L'enregistrement de la déclaration de copropriété

  • L'autorisation de convertir doit accompagner la déclaration de copropriété lors de l'inscription.
  • Le propriétaire doit procéder à la publication de la déclaration de copropriété (au Bureau de la publicité des droits) dans l'année suivant l'autorisation de la Régie, sinon, cette autorisation est sans effet. Pour un motif raisonnable, la Régie peut prolonger le délai (il faut en faire la demande avant l'expiration du délai d'un an).
  • La Régie ou toute personne intéressée peut demander à la Cour supérieure la radiation de l'inscription d'une déclaration de copropriété fait sans que la Régie ait autorisé la conversion ainsi que l'annulation de tout contrat subséquent.
  • L'acquéreur d'un logement converti devrait s'assurer que l'autorisation de convertir de la Régie a bien été jointe à la déclaration de copropriété au moment de l'inscription.

Avant la première vente de chaque logement

Rapport d'expert et circulaire d'information

Le propriétaire doit remettre à l'acquéreur éventuel :
  • un rapport d'expert sur l'état de l'immeuble;
  • une circulaire d'information sur le projet et l'administration de la copropriété, accompagnée de la décision de la Régie et d'un résumé de la déclaration de copropriété ou du projet de déclaration.
  • Si les documents (ou le contrat de vente) contiennent des informations fausses, trompeuses ou incomplètes sur un élément substantiel, l'acquéreur peut - dans les trois ans suivant la transaction - réclamer une diminution de ses obligations (prix ou autre) en s'adressant au tribunal compétent s'il souffre d'un préjudice.

Offre de vente

  • On ne peut conclure la première vente d'un logement avec une personne autre que le locataire avant d'avoir offert à ce dernier d'acheter le logement aux mêmes prix et conditions que ceux convenus avec l'autre personne.
  • On doit remettre une offre de vente au locataire conforme au modèle prévu par la loi (exemplaires offerts à la Régie du logement) et l'accompagner du rapport d'expert ainsi que de la circulaire d'information.
  • Le locataire a la priorité d'achat de son logement.
  • Si une vente est conclue en contravention du droit de priorité (droit de préemption) du locataire, celui-ci a un an à compter de la connaissance de celle-ci pour en demander l'annulation en Cour supérieure.
  • Le locataire dispose d'un mois pour accepter ou refuser l'offre de vente.
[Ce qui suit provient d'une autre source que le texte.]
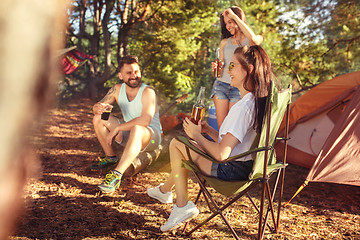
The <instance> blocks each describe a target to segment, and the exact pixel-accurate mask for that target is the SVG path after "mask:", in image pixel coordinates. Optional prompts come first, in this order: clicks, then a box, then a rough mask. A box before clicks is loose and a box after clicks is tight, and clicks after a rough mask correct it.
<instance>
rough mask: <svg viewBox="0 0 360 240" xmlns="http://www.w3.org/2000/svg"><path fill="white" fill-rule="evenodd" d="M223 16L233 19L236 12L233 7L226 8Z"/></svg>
mask: <svg viewBox="0 0 360 240" xmlns="http://www.w3.org/2000/svg"><path fill="white" fill-rule="evenodd" d="M223 16H224V17H225V16H227V17H229V18H231V19H234V16H235V13H234V12H233V10H232V9H231V8H228V9H225V11H224V12H223Z"/></svg>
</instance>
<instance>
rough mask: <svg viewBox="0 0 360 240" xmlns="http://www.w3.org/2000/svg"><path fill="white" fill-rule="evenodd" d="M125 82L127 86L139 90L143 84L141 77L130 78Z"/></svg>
mask: <svg viewBox="0 0 360 240" xmlns="http://www.w3.org/2000/svg"><path fill="white" fill-rule="evenodd" d="M134 80H136V81H134ZM124 82H125V84H126V85H128V86H129V87H131V88H137V87H138V86H140V84H141V78H140V77H136V78H129V79H128V80H127V81H124Z"/></svg>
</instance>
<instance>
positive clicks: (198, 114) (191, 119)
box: [191, 87, 205, 124]
mask: <svg viewBox="0 0 360 240" xmlns="http://www.w3.org/2000/svg"><path fill="white" fill-rule="evenodd" d="M204 101H205V87H200V91H199V95H198V97H197V99H196V102H195V104H194V106H193V110H192V114H191V121H192V122H193V123H195V124H198V123H199V121H200V120H202V119H203V117H204V115H205V104H204Z"/></svg>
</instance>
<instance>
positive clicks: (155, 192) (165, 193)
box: [147, 183, 172, 203]
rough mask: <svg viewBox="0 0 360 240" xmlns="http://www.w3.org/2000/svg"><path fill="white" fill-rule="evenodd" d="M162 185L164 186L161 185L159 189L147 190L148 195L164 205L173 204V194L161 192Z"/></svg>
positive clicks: (158, 187) (161, 184)
mask: <svg viewBox="0 0 360 240" xmlns="http://www.w3.org/2000/svg"><path fill="white" fill-rule="evenodd" d="M162 185H164V184H163V183H160V185H159V186H157V187H154V188H149V189H148V190H147V193H148V195H149V196H150V197H152V198H155V199H156V200H158V201H160V202H162V203H172V192H167V193H162V192H161V190H160V186H162Z"/></svg>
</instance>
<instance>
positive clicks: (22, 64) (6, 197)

S'il n'y répond pas, on considère qu'il a refusé l'offre de son propriétaire.
  • S'il accepte et que l'acte de vente n'est pas signé dans les deux mois de l'acceptation de l'offre ou d'un délai plus long convenu, le propriétaire peut vendre le logement à une autre personne, à moins que le délai soit hors du contrôle du locataire.
  • L'acquéreur, comme le propriétaire vendeur, ne peut reprendre le logement converti tant qu'il est occupé par un locataire identifié dans la décision de la Régie.

*Lorsque tous les logements sont occupés par des copropriétaires indivis, il suffit alors de déposer une demande d'autorisation de convertir à la Régie et de publier la déclaration de copropriété dans l'année suivant l'autorisation de la Régie.